I giovani sono essenzialmente in ricerca di dialogo, autenticità, partecipazione; vogliono essere ascoltati e guidati a comprendere meglio se stessi, sono “luoghi” dove praticare l’ascolto. Il punto non è aspettare che i giovani vengano alla Congregazione, ma come portare la Congregazione ai giovani e far si che sia punto di incontro, di ascolto e non di “addomesticamento”. 

Per fare questo, occorre un nuovo atteggiamento che ispiri fiducia, vicinanza, speranza; una pastorale dialogante e lontana dal clericalismo.
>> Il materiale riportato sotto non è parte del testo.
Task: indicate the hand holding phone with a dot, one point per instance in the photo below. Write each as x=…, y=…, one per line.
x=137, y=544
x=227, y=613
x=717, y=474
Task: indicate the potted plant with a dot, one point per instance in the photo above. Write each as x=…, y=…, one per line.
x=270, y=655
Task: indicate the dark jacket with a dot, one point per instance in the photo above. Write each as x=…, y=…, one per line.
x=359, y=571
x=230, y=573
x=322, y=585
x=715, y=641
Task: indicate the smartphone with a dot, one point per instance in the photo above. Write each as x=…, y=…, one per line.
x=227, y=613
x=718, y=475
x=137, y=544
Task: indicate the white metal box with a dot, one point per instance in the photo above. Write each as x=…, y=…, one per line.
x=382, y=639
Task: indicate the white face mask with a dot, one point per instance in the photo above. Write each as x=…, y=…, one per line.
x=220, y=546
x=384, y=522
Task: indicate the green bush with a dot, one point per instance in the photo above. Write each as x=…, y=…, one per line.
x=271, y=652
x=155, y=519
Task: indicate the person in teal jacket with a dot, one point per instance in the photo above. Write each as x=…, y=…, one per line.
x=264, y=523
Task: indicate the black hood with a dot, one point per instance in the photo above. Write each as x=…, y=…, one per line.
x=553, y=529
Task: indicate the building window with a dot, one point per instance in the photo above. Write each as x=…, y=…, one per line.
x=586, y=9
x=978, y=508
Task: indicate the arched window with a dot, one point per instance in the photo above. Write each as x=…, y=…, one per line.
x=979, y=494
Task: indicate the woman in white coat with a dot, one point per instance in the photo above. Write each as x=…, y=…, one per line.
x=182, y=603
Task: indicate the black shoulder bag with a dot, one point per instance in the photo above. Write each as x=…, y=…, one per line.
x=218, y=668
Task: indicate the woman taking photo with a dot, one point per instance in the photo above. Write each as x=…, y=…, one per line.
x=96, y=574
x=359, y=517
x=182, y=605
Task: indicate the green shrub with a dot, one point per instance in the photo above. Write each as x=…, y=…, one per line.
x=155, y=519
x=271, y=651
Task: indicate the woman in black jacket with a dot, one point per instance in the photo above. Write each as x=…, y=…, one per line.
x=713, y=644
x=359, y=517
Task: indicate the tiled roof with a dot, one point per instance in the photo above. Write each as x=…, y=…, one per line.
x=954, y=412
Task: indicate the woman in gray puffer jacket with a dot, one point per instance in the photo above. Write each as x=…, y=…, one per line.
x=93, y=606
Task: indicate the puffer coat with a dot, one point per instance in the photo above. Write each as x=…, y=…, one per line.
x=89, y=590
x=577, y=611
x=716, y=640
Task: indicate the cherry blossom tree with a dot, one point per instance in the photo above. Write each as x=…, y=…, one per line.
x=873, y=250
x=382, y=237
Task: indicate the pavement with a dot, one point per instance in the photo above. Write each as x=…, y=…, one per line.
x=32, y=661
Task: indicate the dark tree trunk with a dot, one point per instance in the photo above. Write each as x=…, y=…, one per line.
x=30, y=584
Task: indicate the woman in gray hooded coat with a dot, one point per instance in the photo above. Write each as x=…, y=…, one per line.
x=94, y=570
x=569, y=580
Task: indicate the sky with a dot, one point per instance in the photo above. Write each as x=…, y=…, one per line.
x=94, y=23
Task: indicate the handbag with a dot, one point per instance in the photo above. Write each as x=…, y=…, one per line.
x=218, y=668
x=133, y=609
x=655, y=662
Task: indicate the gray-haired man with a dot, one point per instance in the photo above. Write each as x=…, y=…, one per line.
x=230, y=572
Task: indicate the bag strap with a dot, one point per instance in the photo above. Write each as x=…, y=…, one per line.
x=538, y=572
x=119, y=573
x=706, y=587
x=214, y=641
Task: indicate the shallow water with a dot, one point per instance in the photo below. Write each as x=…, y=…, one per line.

I giovani devono essere parte viva della Congregazione, con un arricchimento reciproco, come in una famiglia.  

Il Capitolo è chiamato a scegliere: o guardare alle “macerie”, alle opere chiuse, alle desistenze, alle difficoltà di rapporto con la gioventù o fermare lo sguardo sui segni di vita e di speranza che fioriscono tra le “macerie”, nonostante tutte le difficoltà. I capitolari sapranno chiedere scusa per non essere stati capaci di includere i giovani; per essere sembrati, lontani, poco accoglienti, poco credibili, arresi; quasi che una mentalità contraccettiva abbia portato le famiglie, le diocesi, le congregazioni a rinunciare a generare vocazioni?